What would that do exactly? Auto-generate a TypedDict class?
Bringing up TypedDict is sort of interesting, because it seems like a frozen dictionary could have been implemented by PEP 705, if typing.ReadOnly was enforced at runtime, and not just a hint to a static type checker.
After what release? Type checkers already support the various TypedDict PEPs, even those that haven't been accepted yet. Yet, none of them infers TypedDict types.
Not sure we're talking about the same thing. Inline TypedDicts are already in the process of being formalized, see https://peps.python.org/pep-0764/ , and have experimental support in e.g. Pyright.
Ah, I didn't know about PEP 795. I don't really know if I like it though. It looks like something someone invented because they don't want to write classes or specifically want to be able to access a data structure like a dict, for whatever reason.

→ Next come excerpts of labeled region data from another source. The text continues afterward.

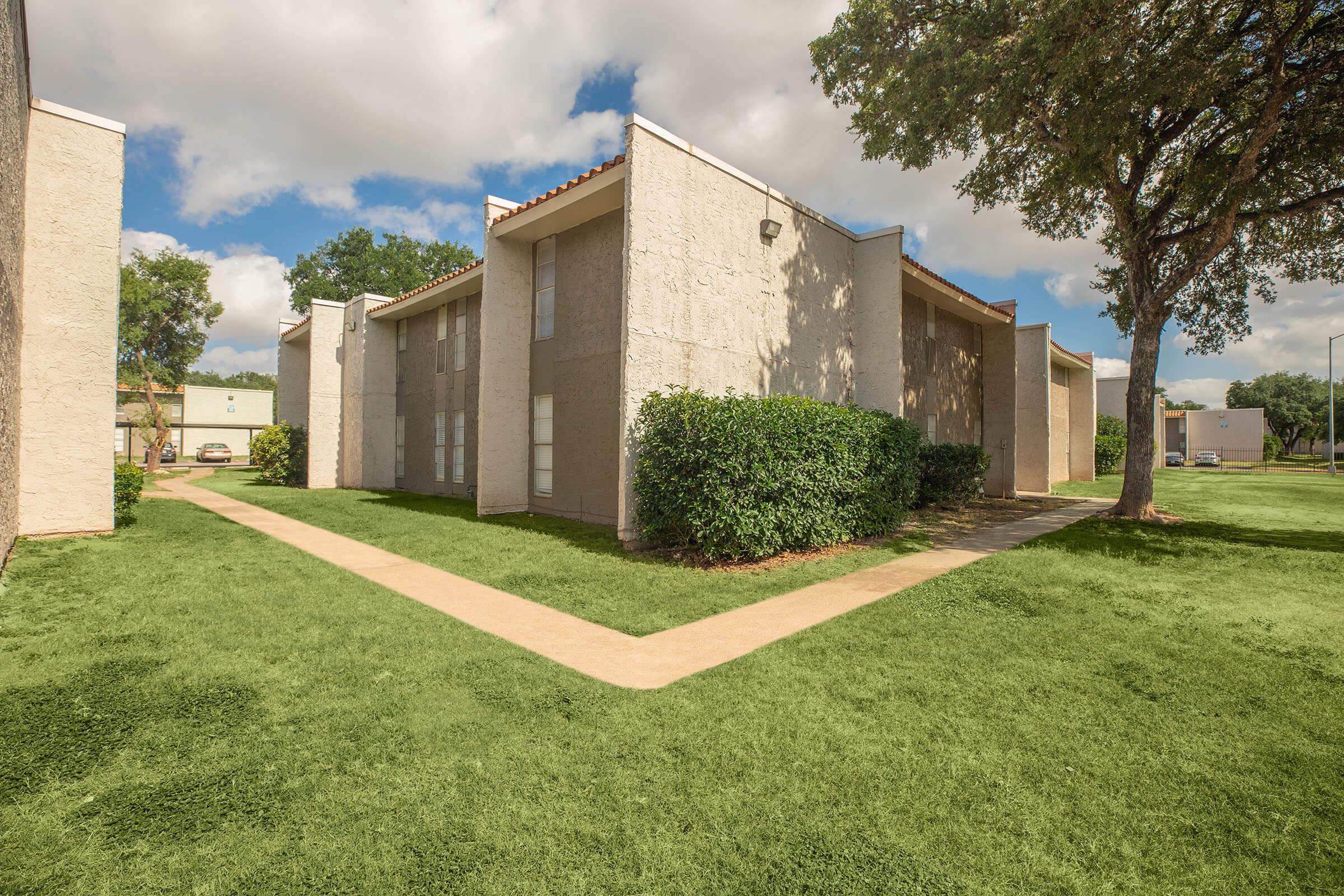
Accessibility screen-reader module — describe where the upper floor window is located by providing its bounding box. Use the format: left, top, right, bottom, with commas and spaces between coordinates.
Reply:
453, 298, 466, 371
536, 236, 555, 340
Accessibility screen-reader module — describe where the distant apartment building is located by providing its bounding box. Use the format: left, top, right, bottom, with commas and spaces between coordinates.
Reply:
111, 384, 276, 461
278, 115, 1090, 540
0, 0, 125, 563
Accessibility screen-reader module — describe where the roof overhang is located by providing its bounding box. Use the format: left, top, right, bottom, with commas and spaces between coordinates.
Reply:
368, 265, 485, 321
491, 161, 628, 243
900, 259, 1014, 325
1049, 340, 1091, 371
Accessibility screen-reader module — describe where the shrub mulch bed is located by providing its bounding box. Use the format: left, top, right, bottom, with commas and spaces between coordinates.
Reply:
642, 497, 1072, 572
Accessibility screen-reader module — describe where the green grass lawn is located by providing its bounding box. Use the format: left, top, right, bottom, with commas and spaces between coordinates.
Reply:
198, 470, 928, 636
0, 473, 1344, 896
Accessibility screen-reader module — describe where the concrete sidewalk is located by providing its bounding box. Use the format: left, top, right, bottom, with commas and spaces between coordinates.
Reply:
160, 477, 1113, 689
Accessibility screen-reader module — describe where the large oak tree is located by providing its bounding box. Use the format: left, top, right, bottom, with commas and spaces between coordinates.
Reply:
812, 0, 1344, 517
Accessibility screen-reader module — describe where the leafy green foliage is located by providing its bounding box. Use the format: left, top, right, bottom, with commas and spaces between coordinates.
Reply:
285, 227, 476, 314
1093, 435, 1126, 475
111, 464, 145, 525
248, 423, 308, 485
634, 388, 920, 559
1096, 414, 1125, 438
918, 442, 989, 506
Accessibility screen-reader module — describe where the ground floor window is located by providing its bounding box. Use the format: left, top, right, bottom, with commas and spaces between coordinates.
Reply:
396, 414, 406, 478
453, 411, 466, 482
532, 395, 555, 497
434, 411, 447, 482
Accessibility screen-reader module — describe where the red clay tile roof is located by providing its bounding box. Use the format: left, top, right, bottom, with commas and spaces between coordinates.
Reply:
368, 258, 485, 312
279, 314, 313, 338
900, 253, 1016, 319
491, 153, 625, 225
1049, 340, 1091, 367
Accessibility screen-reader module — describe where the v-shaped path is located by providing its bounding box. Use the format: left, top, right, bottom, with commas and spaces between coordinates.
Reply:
161, 477, 1112, 689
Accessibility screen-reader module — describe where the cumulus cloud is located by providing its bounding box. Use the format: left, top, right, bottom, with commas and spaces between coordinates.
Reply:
121, 230, 290, 372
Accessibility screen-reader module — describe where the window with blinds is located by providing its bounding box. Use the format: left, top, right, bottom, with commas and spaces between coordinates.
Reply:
434, 305, 447, 374
532, 395, 555, 497
453, 298, 466, 371
453, 411, 466, 482
434, 411, 447, 482
536, 236, 555, 340
396, 414, 406, 478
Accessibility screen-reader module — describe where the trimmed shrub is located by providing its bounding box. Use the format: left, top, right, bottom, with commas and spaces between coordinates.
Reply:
248, 423, 308, 485
1093, 435, 1125, 475
634, 387, 920, 560
920, 442, 989, 506
111, 462, 145, 525
1096, 414, 1126, 438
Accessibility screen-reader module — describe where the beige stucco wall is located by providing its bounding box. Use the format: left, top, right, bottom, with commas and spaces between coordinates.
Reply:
0, 0, 28, 567
1186, 407, 1263, 461
276, 325, 308, 427
530, 209, 625, 525
1018, 324, 1052, 492
615, 122, 855, 539
476, 198, 532, 515
19, 101, 125, 533
308, 300, 346, 489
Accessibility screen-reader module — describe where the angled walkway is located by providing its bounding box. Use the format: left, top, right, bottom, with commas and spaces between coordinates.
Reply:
160, 479, 1112, 689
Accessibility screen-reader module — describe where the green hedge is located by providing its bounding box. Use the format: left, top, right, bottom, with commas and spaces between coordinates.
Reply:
634, 388, 920, 559
248, 423, 308, 485
111, 462, 145, 525
1094, 435, 1125, 475
920, 442, 989, 506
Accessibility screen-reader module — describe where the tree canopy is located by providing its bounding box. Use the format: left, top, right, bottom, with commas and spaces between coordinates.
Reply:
812, 0, 1344, 516
285, 227, 476, 314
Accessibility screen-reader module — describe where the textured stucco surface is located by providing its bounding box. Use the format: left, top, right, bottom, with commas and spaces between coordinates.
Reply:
618, 124, 855, 539
308, 301, 346, 489
476, 204, 532, 513
1018, 324, 1051, 492
853, 234, 904, 417
530, 211, 625, 525
0, 0, 28, 567
276, 336, 308, 426
19, 109, 125, 535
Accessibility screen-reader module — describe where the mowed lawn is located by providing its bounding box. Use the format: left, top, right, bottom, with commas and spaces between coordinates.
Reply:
0, 472, 1344, 895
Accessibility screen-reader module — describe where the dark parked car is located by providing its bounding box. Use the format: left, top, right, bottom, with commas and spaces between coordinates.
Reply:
145, 442, 178, 464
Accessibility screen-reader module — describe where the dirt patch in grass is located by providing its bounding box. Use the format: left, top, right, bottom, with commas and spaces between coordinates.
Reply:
641, 498, 1072, 572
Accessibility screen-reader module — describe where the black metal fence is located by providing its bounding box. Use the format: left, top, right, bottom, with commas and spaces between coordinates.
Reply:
1164, 447, 1341, 473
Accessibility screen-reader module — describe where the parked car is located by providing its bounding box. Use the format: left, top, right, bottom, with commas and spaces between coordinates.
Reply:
196, 442, 234, 464
145, 442, 178, 464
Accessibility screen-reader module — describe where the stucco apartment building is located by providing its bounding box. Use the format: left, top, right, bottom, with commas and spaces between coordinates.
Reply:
278, 115, 1090, 540
0, 0, 125, 563
111, 385, 276, 461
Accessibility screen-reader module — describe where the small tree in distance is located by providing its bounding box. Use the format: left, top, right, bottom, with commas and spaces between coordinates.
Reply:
117, 249, 225, 473
812, 0, 1344, 519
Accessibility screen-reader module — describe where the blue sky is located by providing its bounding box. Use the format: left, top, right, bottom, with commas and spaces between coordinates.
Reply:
36, 0, 1344, 402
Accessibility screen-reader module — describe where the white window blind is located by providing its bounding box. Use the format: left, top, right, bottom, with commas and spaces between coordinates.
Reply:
532, 395, 554, 497
434, 411, 447, 482
396, 414, 406, 478
434, 305, 447, 374
453, 411, 466, 482
536, 236, 555, 340
453, 298, 466, 371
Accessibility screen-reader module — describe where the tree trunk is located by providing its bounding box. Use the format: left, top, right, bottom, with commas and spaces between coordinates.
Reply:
1112, 309, 1163, 520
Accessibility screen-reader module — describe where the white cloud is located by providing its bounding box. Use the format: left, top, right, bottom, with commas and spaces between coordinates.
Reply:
121, 230, 290, 372
1157, 376, 1229, 407
1093, 357, 1129, 377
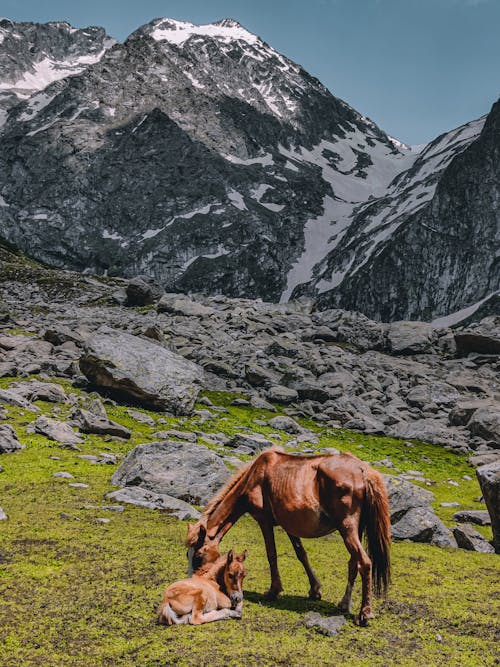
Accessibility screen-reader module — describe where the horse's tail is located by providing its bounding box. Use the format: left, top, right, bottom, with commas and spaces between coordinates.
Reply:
158, 602, 179, 625
361, 468, 391, 595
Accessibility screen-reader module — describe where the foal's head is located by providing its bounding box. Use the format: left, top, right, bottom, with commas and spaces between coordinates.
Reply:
223, 549, 247, 608
186, 522, 220, 576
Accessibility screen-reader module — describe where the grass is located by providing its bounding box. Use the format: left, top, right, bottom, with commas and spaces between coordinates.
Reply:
0, 378, 500, 667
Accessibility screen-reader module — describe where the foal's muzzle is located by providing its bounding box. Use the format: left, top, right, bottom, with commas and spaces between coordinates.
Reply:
229, 591, 243, 609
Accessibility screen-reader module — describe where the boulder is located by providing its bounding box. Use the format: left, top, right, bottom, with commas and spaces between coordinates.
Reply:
73, 409, 132, 440
156, 294, 216, 317
32, 415, 83, 445
227, 433, 274, 453
390, 419, 469, 451
467, 403, 500, 446
453, 510, 491, 526
476, 461, 500, 553
267, 415, 304, 433
406, 382, 460, 408
80, 328, 203, 415
455, 315, 500, 356
448, 400, 491, 426
10, 380, 68, 403
125, 276, 165, 306
0, 424, 24, 454
313, 309, 387, 350
43, 324, 83, 347
266, 385, 299, 405
453, 523, 495, 554
387, 322, 437, 354
304, 611, 347, 637
112, 440, 230, 505
106, 486, 201, 520
384, 475, 457, 547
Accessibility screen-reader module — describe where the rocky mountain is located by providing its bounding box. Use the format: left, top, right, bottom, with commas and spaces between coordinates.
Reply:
0, 18, 114, 126
0, 20, 413, 301
296, 102, 500, 324
0, 19, 500, 321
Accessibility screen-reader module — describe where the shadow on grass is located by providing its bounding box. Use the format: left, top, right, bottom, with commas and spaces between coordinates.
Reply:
244, 590, 346, 616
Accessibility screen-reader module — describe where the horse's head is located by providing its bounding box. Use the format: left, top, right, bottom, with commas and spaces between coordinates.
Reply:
223, 549, 247, 609
186, 521, 220, 577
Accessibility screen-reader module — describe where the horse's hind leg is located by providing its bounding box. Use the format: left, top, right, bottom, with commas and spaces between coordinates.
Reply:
341, 526, 374, 625
287, 533, 321, 600
258, 520, 283, 600
339, 556, 358, 613
189, 591, 241, 625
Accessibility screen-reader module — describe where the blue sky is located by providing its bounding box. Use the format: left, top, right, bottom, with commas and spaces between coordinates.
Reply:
0, 0, 500, 144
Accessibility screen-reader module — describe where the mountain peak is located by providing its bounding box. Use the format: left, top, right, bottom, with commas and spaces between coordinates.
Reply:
139, 18, 259, 46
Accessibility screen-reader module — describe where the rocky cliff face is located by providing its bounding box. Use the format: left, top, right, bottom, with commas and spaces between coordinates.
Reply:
0, 20, 412, 301
0, 18, 114, 126
0, 19, 500, 320
302, 102, 500, 321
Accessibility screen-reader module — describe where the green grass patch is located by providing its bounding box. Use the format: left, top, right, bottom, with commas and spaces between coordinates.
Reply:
0, 378, 500, 667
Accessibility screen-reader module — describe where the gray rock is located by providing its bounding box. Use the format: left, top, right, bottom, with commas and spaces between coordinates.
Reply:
387, 322, 437, 354
112, 440, 230, 505
406, 382, 460, 408
304, 611, 347, 637
453, 510, 491, 526
267, 415, 304, 433
448, 400, 491, 426
125, 276, 165, 306
102, 486, 201, 520
73, 409, 132, 440
453, 523, 495, 554
80, 329, 203, 414
266, 385, 299, 405
250, 396, 276, 412
127, 410, 155, 426
467, 404, 500, 445
227, 433, 274, 453
153, 429, 198, 442
43, 324, 84, 347
11, 380, 68, 403
384, 475, 457, 547
0, 424, 25, 454
33, 415, 83, 445
156, 294, 215, 317
476, 461, 500, 553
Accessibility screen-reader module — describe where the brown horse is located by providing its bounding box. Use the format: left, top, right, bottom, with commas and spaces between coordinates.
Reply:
187, 448, 391, 625
158, 549, 246, 625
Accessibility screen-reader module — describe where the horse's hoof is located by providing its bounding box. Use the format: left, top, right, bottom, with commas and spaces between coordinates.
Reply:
264, 588, 281, 602
355, 611, 375, 628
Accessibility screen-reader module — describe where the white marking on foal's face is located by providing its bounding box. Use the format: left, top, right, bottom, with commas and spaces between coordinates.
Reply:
187, 547, 194, 577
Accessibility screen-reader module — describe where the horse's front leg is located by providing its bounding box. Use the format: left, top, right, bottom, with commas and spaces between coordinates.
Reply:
340, 526, 375, 625
287, 533, 321, 600
257, 519, 283, 600
339, 556, 358, 613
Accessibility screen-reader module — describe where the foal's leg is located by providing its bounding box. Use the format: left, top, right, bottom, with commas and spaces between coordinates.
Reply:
189, 592, 241, 625
258, 520, 283, 600
287, 533, 321, 600
341, 525, 374, 625
339, 556, 358, 613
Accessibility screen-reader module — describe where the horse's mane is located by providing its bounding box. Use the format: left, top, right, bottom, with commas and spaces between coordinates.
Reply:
203, 461, 253, 517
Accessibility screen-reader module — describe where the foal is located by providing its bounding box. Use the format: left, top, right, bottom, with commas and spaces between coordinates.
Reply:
158, 549, 246, 625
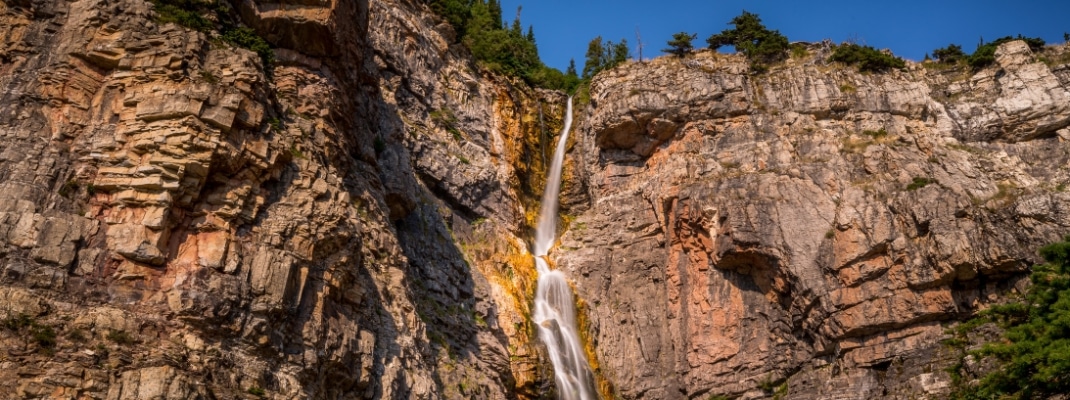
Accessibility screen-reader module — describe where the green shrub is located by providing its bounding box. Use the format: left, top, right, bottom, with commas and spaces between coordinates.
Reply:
152, 0, 217, 33
570, 36, 628, 80
862, 128, 888, 139
951, 236, 1070, 399
829, 43, 906, 73
3, 313, 33, 332
661, 32, 699, 57
906, 176, 936, 190
105, 330, 135, 344
966, 34, 1044, 70
223, 27, 275, 68
30, 325, 56, 349
933, 44, 966, 64
706, 11, 791, 71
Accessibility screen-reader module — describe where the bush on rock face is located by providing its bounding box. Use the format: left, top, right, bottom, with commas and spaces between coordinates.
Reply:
829, 43, 906, 73
706, 11, 791, 71
966, 34, 1044, 70
952, 236, 1070, 400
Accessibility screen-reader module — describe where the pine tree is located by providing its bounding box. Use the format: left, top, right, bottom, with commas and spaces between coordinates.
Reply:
487, 0, 503, 29
706, 10, 790, 70
613, 39, 628, 66
661, 32, 699, 57
583, 36, 606, 79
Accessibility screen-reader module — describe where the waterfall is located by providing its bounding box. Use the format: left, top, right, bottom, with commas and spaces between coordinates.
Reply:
534, 97, 597, 400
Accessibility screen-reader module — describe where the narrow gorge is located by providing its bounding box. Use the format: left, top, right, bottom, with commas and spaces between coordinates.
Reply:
0, 0, 1070, 400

It basically provides data types, but also ensures that you have no easy way to reuse them, and it will miss cases where two data structures happen to have the same signature.
It's getting a little messy when we have class, namedtuple and TypedDict, which all can do much the same thing.
Bringing up TypedDict is sort of interesting, because it seems like a frozen dictionary could have been implemented by PEP 705, if typing.ReadOnly was enforced at runtime, and not just a hint to a static type checker.